Isso torna o conteúdo do longa ainda mais realista e essa parece ser uma das propostas de Haynes. Longe do Paraíso é muito centrado na realidade e, nesse aspecto, é muito eficiente em mostrar como era a vida nos anos 50. Quando mostra que mesmo pessoas consideradas liberais, tinham dificuldade para aceitar negros no mesmo lugar que eles, ou não visualizavam a possibilidade de que existem pessoas gays, cai por terra toda aquela ideia que é repetida à exaustão de que na década de 50 tudo era maravilhoso.
Não é bem assim né…
O longa também mostra como era a vida das minorias na época, sem entrar muito fundo na questão, uma vez que a protagonista é Cathy e que acompanhamos majoritariamente a sua história. Raymond, por exemplo, tem a vida restrita aos lugares que aceitam negros. Assim, quando ele vai a uma exposição de arte frequentada por pessoas brancas, ele é olhado com desdém e curiosidade. Já Frank não consegue aceitar sua sexualidade e luta contra ela o tempo todo, e quando cede, é obrigado a recorrer a bares escondidos e relações obscuras.

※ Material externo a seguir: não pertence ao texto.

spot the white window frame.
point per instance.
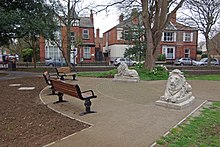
(188, 54)
(119, 33)
(165, 51)
(169, 38)
(85, 33)
(87, 52)
(188, 37)
(72, 36)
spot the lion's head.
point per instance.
(122, 68)
(176, 80)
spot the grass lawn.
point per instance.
(147, 75)
(203, 130)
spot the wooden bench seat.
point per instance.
(73, 90)
(65, 71)
(46, 76)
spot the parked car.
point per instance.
(183, 61)
(204, 61)
(55, 62)
(129, 62)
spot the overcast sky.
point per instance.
(105, 21)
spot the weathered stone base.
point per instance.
(177, 106)
(130, 79)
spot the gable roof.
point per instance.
(85, 22)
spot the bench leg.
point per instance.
(60, 95)
(74, 77)
(62, 78)
(87, 104)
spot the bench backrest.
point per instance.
(66, 88)
(47, 77)
(63, 69)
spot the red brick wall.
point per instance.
(42, 49)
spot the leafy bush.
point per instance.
(161, 57)
(204, 56)
(199, 52)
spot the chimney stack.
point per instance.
(134, 16)
(97, 33)
(173, 19)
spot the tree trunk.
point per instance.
(208, 50)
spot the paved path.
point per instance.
(17, 74)
(126, 114)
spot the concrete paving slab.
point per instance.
(126, 112)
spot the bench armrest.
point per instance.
(89, 96)
(88, 91)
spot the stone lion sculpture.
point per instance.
(177, 88)
(123, 71)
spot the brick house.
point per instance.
(177, 41)
(82, 31)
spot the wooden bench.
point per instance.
(73, 90)
(65, 71)
(46, 76)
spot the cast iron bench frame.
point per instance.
(73, 90)
(65, 71)
(46, 76)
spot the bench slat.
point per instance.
(66, 88)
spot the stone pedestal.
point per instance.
(178, 93)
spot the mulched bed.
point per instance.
(26, 121)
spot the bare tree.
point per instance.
(67, 12)
(156, 14)
(203, 14)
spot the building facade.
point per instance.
(177, 40)
(82, 41)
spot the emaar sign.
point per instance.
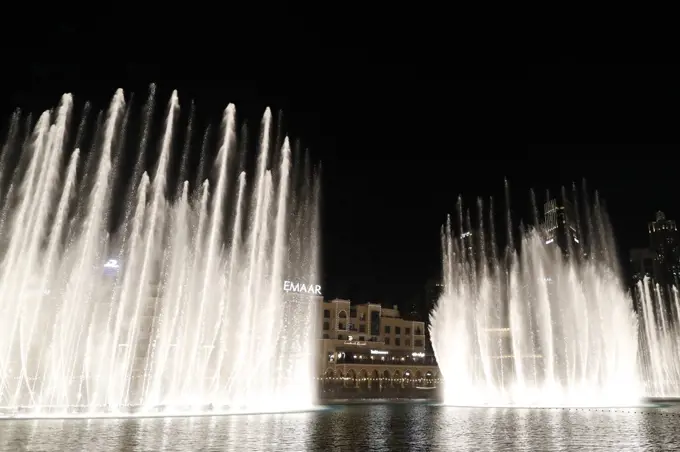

O filme também apresenta uma série de boas atuações, primeiro de Julianne Moore, que é a protagonista, depois dos dois coadjuvantes, que aparecem menos, mas que ainda empurram a história para frente, Dennis Quaid e Dennis Haysbert. O longa ainda conta com atuações bem pequenas, mas contundentes, de Patricia Clarkson, Viola Davis e Celia Weston.
Longe do Paraíso tem como protagonista uma mulher que parece muito tranquila com a vida que leva, mas que é exposta a uma série de questões que a fazem questionar tudo que pensava. Junto com a protagonista, a plateia também reflete e aprende, através de empatia e de exemplos claros, que é importante olhar para fora da sua própria bolha e entender o que se passa ao seu redor.